Он не договорил, умолк, напряженно вглядываясь в темноту.

— Мы скоро уйдем отсюда? — жалобно спросила Ангелина, зябко обхватывая руками плечи, но вместо ответа де Мон прошептал:

— Не может быть!

Поднявшись, он шагнул туда, где находился лаз в очаг. Ангелина, боясь остаться одна, побежала за ним — и вдруг замерла: ей почудился запах дыма.

Ну, дым и дым, подумаешь, успокоила она себя: все-таки они скрываются рядом с кухней. Наверное, развели огонь в очаге… хотя, если так, им будет трудно выбраться. Да и струи дыма становятся все гуще, заполняют помещение. Так и задохнуться можно. Что же все это значит?

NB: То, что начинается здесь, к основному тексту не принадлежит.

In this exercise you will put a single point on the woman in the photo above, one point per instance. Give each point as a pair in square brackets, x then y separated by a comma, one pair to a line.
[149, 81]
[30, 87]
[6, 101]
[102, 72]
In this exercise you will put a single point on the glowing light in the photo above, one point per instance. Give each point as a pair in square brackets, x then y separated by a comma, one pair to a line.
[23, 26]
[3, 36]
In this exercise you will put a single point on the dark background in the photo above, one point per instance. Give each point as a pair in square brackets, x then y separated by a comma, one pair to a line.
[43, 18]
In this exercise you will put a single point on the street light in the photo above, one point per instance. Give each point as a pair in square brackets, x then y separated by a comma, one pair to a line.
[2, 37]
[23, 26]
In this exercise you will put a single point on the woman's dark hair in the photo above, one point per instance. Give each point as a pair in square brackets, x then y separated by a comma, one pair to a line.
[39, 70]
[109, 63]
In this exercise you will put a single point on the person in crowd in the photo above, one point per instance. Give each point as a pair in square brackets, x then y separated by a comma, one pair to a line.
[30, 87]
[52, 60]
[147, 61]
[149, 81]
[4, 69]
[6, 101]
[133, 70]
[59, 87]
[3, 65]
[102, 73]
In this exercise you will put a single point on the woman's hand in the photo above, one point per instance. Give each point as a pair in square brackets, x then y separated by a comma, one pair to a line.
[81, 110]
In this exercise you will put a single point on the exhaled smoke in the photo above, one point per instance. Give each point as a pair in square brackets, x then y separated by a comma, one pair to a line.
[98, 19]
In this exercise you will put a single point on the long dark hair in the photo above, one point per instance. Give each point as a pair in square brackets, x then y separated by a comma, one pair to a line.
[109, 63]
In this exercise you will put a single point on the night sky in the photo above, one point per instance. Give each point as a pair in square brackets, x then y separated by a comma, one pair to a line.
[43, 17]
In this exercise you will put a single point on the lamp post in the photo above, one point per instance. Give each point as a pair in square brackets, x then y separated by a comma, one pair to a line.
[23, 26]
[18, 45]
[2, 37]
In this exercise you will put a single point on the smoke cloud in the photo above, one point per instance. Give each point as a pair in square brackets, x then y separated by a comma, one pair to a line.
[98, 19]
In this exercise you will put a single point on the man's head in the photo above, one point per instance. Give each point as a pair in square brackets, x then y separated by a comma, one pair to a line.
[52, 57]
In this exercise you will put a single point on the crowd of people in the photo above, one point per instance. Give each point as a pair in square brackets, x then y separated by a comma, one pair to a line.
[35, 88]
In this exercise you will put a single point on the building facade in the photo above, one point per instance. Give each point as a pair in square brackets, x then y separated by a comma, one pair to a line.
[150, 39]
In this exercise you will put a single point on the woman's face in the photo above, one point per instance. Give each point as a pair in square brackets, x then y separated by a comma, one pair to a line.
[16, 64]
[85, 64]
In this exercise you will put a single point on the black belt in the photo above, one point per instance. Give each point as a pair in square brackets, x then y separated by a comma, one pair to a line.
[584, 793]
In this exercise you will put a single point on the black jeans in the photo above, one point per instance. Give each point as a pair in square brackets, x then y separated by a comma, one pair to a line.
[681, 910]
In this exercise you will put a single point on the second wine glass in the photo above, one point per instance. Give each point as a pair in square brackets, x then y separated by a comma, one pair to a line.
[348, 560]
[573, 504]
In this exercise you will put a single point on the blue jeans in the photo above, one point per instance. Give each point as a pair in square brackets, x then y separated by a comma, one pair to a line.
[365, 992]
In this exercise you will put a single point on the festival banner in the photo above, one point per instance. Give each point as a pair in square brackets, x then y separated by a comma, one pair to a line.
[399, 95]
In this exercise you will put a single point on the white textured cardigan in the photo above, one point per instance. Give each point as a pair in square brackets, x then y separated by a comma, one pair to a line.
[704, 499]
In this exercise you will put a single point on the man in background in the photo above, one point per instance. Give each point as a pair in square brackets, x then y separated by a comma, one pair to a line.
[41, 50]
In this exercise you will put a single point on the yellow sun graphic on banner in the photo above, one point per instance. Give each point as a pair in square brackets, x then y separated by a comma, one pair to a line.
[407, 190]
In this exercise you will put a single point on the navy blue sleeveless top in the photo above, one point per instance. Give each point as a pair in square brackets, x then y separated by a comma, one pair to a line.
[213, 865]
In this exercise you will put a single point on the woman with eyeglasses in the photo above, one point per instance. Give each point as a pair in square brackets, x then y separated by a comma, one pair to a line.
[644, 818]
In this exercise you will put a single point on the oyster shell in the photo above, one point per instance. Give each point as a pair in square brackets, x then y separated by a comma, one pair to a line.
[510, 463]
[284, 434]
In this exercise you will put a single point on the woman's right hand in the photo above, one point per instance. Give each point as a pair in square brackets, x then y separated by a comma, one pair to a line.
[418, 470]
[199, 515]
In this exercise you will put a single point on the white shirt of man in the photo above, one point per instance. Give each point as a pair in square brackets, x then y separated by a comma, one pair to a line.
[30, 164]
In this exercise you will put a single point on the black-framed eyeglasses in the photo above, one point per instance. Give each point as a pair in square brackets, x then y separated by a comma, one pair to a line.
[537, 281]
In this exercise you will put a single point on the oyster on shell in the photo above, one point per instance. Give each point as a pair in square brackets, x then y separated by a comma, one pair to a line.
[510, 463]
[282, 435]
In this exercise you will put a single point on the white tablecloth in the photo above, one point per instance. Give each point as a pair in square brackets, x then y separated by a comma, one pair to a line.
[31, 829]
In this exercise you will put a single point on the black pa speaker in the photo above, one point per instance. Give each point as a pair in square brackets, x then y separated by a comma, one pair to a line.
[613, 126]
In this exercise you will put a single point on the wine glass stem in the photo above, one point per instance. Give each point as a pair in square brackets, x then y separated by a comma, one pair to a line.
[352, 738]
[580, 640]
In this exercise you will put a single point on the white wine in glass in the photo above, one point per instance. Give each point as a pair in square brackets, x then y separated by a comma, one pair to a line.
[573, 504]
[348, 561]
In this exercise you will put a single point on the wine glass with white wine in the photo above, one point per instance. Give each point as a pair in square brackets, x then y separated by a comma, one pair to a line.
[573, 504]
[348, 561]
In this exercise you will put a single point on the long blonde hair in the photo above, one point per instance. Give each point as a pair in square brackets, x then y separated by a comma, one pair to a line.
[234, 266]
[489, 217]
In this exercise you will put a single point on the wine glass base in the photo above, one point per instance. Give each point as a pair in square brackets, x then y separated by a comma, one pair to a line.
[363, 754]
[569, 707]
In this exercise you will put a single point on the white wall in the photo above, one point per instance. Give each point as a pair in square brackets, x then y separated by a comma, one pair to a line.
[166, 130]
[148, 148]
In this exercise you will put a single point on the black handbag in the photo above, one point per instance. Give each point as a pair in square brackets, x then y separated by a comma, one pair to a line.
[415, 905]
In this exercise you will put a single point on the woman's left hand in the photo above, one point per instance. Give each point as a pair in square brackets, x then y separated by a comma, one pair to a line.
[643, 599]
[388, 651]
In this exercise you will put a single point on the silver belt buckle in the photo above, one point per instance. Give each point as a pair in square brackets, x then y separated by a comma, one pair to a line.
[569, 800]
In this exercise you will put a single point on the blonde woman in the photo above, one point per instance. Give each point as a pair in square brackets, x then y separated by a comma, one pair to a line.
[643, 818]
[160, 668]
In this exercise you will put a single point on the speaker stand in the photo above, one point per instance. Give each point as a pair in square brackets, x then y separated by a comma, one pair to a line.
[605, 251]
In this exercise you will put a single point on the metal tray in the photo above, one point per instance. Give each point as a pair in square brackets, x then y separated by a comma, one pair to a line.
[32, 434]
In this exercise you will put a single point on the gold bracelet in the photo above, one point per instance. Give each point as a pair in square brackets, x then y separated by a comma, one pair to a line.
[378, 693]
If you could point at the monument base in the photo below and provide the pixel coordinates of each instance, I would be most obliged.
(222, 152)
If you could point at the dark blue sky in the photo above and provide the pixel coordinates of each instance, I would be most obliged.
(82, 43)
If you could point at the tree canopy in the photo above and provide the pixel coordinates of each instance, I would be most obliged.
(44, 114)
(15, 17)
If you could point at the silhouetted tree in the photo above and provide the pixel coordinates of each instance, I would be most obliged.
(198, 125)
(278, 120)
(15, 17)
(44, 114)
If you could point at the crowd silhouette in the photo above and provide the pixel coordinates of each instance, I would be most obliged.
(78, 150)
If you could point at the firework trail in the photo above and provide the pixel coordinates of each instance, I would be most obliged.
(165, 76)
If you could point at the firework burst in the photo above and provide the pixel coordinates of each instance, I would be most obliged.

— Стой здесь! — приказал де Мон и с юношеским проворством нырнул в узкий лаз, ведущий к очагу.

Ангелина ужаснулась — неужто она останется тут одна? Но де Мон тотчас же вывалился из лаза, тяжко откашливаясь от дыма, который повалил теперь неостановимо.

— В очаге развели огонь! — с трудом выговорил он.

— Зачем? — Ангелина изо всех сил терла глаза, из которых потекли едкие слезы. — Надо им покричать, дать знак. Они забыли про нас, что ли? Мы же так задохнемся!

Де Мон молчал, и Ангелина, взглянув на него, увидела на его лице такое отчаяние, что вдруг все поняла.

— Вы думаете, они сделали это нарочно?!

— Не знаю. — Нотариус заслонил лицо рукавом, стараясь задерживать дыхание. — Одно из двух: или в трактир пришли жандармы и им показался подозрительным незажженный очаг, или…

— Или? — настойчиво потянула его за рукав Ангелина. — Или — что?

— Или Кола, трактирщик, — предатель. Он меня почти не знает, не может таить на меня зла. Он мог только выполнить чей-то приказ — но чей, чей? Ведь об этом убежище знала только одна… — Он не договорил, скорчившись в приступе такого мучительного кашля, что Ангелине показалось, что он вот-вот сейчас задохнется.

Она попыталась вглядеться в серую мглу, заволакивающую каморку, и сердце ее дрогнуло в надежде, когда она заметила крест-накрест прибитые доски, закрывавшие… подземный ход! Ход к спасению!

Она с силой дернула за рукав задыхавшегося от кашля нотариуса. Как ни странно, серые струи дыма рассеивали тьму. Или Ангелина просто привыкла к ней? Их взгляды встретились, и во взгляде де Мона снова зажглась жизнь, когда он увидел блестящие глаза Ангелины. Проследил за взмахом ее руки — и без слов бросился к заколоченной двери, вцепился в доску, рванул… и едва не упал, потому что гвозди оказались крепки и надежны. Что ж, оставалось или признать свое бессилие и умереть, или снова броситься на приступ. Задыхаясь, кашляя, почти ничего не видя от слез, они рвали эту доску, обдирая пальцы в кровь, они выдирали гвозди обломанными ногтями — и наконец доска скрипнула, поддалась — отвалилась!

Не переводя духа, де Мон и Ангелина приступили к другим доскам, и теперь дело пошло легче, ибо они использовали первую как рычаг. Вот сорвана вторая доска… вот третья! Кашляя дымом и кровью, невольные узники припали к отверстию, куда сразу же поползли серые длинные струи, и переглянулись. «А если там — тупик?» — глазами спросили они друг друга. И враз ответили — так же взглядами: «Это наша последняя надежда спастись!»